Understanding your baby’s poop will help you know when your baby is not doing well. One of the things you will never find in new parenting manuals is that you will talk and worry about your baby’s poop more than you could have ever thought. What is the color of a newborn’s poop, how often should my baby poop, what’s the color of a breastfeeding or formula-fed baby? Why is my baby’s poop stringy? What pop color shows my three-month infant is healthy? The baby poop questions are endless.

Mucus in your baby’s poop is not strange even when you are breastfeeding your baby. Most of the time, it’s not a call for concern even though, at times, it can be an infection. Most of the time, you need to change your diet, but you don’t need to stop your baby from feeding. Let’s look at what causes stringy poop.


If you notice an evident amount of mucus whenever your baby poops, it could result from the food exposed to them.
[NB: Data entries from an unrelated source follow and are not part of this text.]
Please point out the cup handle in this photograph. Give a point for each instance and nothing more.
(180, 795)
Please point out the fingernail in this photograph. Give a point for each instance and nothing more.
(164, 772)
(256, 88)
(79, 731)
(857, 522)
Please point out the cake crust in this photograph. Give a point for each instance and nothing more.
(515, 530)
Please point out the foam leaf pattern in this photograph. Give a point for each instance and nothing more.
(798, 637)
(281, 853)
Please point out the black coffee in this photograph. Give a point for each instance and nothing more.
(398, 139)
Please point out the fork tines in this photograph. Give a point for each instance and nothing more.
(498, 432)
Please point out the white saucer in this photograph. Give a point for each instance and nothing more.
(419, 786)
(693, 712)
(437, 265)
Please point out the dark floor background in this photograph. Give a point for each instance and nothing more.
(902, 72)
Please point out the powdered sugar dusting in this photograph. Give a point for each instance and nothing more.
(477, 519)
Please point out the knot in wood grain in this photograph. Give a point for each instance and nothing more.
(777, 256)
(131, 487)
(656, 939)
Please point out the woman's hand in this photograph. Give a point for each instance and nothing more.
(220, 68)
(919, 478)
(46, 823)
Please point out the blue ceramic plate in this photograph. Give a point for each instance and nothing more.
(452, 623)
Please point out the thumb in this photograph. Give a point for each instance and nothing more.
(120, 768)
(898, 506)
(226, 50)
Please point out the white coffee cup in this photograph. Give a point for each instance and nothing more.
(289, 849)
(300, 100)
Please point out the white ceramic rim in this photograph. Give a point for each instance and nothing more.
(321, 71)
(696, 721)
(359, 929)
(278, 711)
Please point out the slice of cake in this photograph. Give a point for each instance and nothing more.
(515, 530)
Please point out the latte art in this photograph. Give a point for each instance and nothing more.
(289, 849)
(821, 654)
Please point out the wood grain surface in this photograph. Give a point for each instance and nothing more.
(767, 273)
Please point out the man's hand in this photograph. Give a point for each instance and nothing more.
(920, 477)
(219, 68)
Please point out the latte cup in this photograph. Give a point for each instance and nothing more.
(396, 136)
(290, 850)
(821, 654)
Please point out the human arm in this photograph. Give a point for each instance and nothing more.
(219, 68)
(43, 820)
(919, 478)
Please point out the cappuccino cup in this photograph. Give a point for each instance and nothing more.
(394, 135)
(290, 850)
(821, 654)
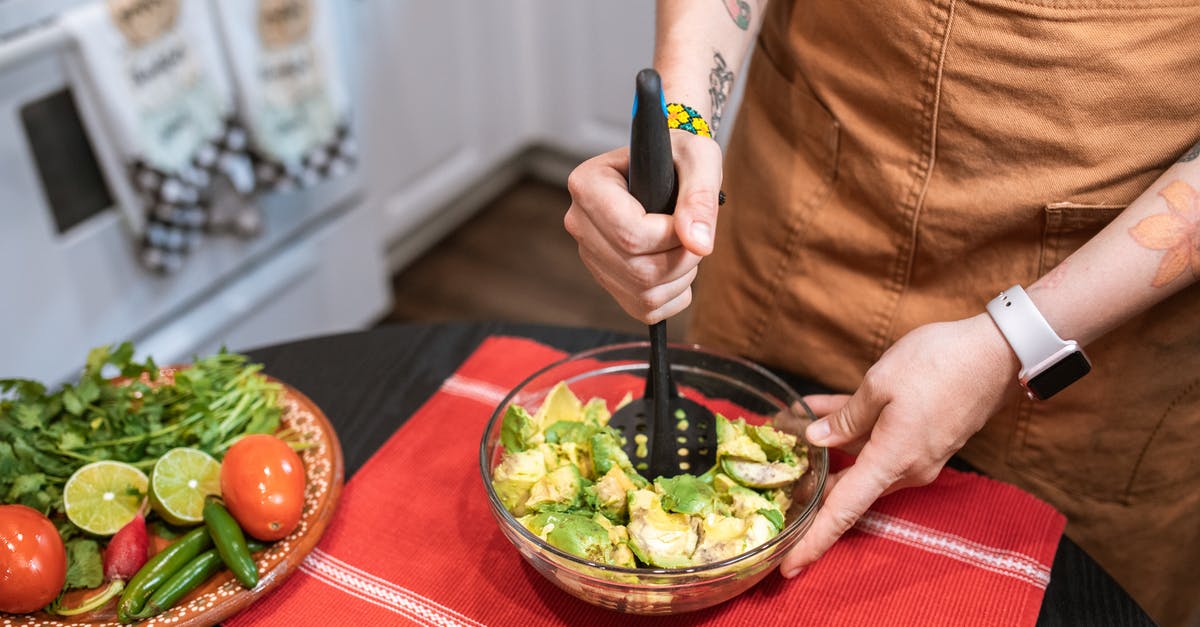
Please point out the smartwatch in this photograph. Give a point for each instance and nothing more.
(1048, 362)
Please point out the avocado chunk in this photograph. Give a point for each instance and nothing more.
(777, 445)
(559, 490)
(687, 495)
(515, 477)
(657, 537)
(571, 532)
(761, 473)
(733, 442)
(606, 453)
(561, 404)
(519, 430)
(611, 493)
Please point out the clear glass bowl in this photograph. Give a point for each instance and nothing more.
(723, 383)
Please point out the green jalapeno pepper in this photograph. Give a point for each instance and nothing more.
(186, 579)
(231, 542)
(160, 568)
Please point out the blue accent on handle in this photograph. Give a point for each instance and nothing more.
(663, 102)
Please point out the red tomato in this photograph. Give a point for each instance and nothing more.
(262, 483)
(33, 560)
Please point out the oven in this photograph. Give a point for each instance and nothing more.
(72, 278)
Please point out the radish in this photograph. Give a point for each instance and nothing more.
(125, 554)
(127, 550)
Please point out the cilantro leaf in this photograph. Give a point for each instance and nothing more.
(84, 566)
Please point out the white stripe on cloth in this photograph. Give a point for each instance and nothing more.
(1000, 561)
(474, 389)
(366, 586)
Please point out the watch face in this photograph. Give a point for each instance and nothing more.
(1063, 372)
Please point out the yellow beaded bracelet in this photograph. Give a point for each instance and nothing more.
(687, 119)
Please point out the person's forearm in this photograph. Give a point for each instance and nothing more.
(1147, 254)
(699, 49)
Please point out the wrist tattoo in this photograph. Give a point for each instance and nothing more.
(1191, 155)
(1177, 232)
(720, 84)
(739, 10)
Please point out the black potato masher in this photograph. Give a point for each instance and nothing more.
(665, 434)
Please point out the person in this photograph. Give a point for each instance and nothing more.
(893, 168)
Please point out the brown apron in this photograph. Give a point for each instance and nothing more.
(901, 162)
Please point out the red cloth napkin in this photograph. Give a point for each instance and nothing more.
(413, 542)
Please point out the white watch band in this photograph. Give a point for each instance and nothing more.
(1026, 330)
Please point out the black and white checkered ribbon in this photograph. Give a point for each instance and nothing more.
(331, 159)
(178, 210)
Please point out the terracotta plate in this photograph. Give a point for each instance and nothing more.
(221, 597)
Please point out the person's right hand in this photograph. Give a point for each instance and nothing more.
(646, 261)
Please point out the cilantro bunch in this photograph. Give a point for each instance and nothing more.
(135, 418)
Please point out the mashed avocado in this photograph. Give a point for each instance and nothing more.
(565, 477)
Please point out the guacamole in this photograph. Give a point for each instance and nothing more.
(564, 476)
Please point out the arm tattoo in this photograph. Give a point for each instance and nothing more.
(1177, 232)
(1191, 155)
(720, 84)
(739, 10)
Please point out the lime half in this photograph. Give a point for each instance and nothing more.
(103, 496)
(180, 481)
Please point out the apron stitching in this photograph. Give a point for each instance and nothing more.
(789, 252)
(1141, 455)
(922, 169)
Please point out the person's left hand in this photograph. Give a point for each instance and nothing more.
(916, 407)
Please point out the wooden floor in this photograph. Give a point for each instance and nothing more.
(511, 262)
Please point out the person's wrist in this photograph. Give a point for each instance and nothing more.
(995, 346)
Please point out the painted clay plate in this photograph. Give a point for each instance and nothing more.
(221, 596)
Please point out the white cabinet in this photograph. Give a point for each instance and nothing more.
(454, 90)
(442, 99)
(588, 54)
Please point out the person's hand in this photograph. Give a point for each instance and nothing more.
(915, 408)
(646, 261)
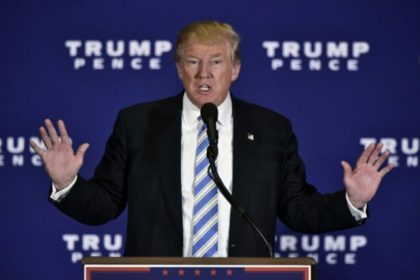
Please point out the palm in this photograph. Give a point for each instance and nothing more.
(61, 163)
(363, 182)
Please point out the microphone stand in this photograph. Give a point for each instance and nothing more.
(212, 154)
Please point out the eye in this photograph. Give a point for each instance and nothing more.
(192, 62)
(216, 61)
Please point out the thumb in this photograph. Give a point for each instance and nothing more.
(346, 167)
(80, 154)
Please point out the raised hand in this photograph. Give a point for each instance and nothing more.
(60, 161)
(363, 181)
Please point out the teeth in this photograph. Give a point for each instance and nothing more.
(204, 88)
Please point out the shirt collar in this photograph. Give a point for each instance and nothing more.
(190, 112)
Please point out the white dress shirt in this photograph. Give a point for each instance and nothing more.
(190, 115)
The kind of food you eat, like proteins, get passed to your baby through breast milk. Babies who start taking vitamin drops usually recommended for breastfeeding babies can make your baby have a stringy stool. There could also be an imbalance of your fore-milk and hind milk, which can make your baby have mucus stool.

Is your baby drooling a lot or teething? The mucus comes from saliva, and when a baby drools a lot, he gets to swallow the saliva, and it does not digest. Another cause is an infection in the intestines, such as viral gastroenteritis. In a rare case, your baby cold has digestive disorders like Crohn’s disease can cause mucus on your baby’s stool.


A small amount of mucus on your baby’s stool once in a while is average if you are breastfeeding your baby. Nevertheless, when you notice lots of mucus on your baby’s poop and a change of bowel movement, that is not the usual. Sometimes you may also see some blood on the stringy poop. You need to consult your pediatrician or lactation consultant. Before you take your baby to the doctor, access what kind of food your baby ate. If they are doing solid food, poop consistency, odor, and how long they have had mucus stool. One day’s stringy poop is not a call for alarm.


Stringy stool from stomach infection like viral gastroenteritis has no specific treatment. You continue breastfeeding the baby. If he gets dehydrated from vomiting and diarrhea, your pediatrician will suggest treating dehydration with oral ion solution whitelist you breastfeed. Some pediatricians will recommend a change of diet and removing some food like daily products. Balancing the fore-milk and hind milk lactation consultant suggests you express the milk for two minutes before you start breastfeeding your baby.


Check on what you eat that makes your baby’s stringy poop and try changing it. Getting acidophilus supplements, or you can give your baby yogurt, which can help in getting back to a normal bowel. You will need to consult your pediatrician before giving your baby yogurt. For balanced breast milk, some lactation consultants advice-giving your baby one breast per feed so they can get a lot of milk from that one breast, including the hind milk. 

Other Health Issues

It’s rare for mucus on a baby’s stool to be a sign of a severe problem.  If your baby has an uncommonly big foul-smell, it could be steatorrhea, which shows a lot of fat in your baby’s stool. Causes of steatorrhea are liver that is not healthy, malabsorption diseases, pancreases that have problems.

Types of Baby Poop

Other types of baby poop are meconium, dark sticky poop that newborn pass shortly after birth. A healthy baby’s poop is usually runny or seedy with yellowish, green, brown, or turn and thick. When your baby starts eating solid food, their stool may change with bright colors according to the food they take. When your baby has constipation, they will likely have a brown hard, and lumpy stool. Black stool shows your baby has a bleed on the upper digestive system. See a doctor immediately.

Changes in your baby’s stool are regular, and little mucus on the poop is normal. However, if the mucus appears thick and in a large amount, you will need to consult your doctor. However, if everything seems okay, but you still feel uncomfortable, a pediatrician can offer assurance on your baby’s health.